En parte significativa, el giro fue motivado por la necesidad de financiar la expansión del poderío militar estadounidense en el auge de la Guerra Fría, pero el resultado terminó siendo una nefasta combinación de desindustrialización, aumento de las desigualdades y endeudamiento público y privado, cuyos efectos alcanzan hoy un paroxismo que lleva al país a un estado de guerra civil latente y se extienden más allá de sus fronteras.
Como añadido, vale registrar que el maltusianismo y su variante ambientalista, que coloca un cuestionable concepto de protección del medio ambiente en el centro de los procesos económicos y sociales, constituyen factores clave de la ideología “globalita”, que está en el núcleo de la actual crisis global.
Crisis cuyo aspecto más relevante es una creciente pérdida de representatividad de la política como instrumento de promoción del bien común y de las aspiraciones de las sociedades. En gran parte del mundo, las clases políticas son vistas cada vez más como representantes de sus propios intereses, y no de los pueblos a los que deberían servir.

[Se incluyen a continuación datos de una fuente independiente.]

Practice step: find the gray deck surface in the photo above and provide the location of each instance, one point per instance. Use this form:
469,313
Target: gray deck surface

En 28 países, el 70% de los entrevistados por el Edelman Trust Barometer 2026 afirmó confiar poco en personas con valores diferentes de los propios, evidenciando una tendencia de insularidad que aísla a ciudadanos y gobiernos. En Estados Unidos, solo el 33% manifiesta confianza en el gobierno. En el Reino Unido, el 45% declara que casi nunca confía en que el gobierno priorice las necesidades de la nación. En Brasil, la proporción de quienes confían en las instituciones apenas supera el 50%, con una marcada tendencia a la baja.
La crisis global presenta dos caminos para el futuro
Uno se basa en los principios de Derecho Natural fundamentados en la Revolución Americana y en sus directrices económicas, debidamente ajustados a los requisitos del siglo XXI. El otro, una prolongación de los principios “globalistas”, puede desembocar en la anarquía y el terror de los peores momentos de la Revolución Francesa. La mejor opción parece evidente.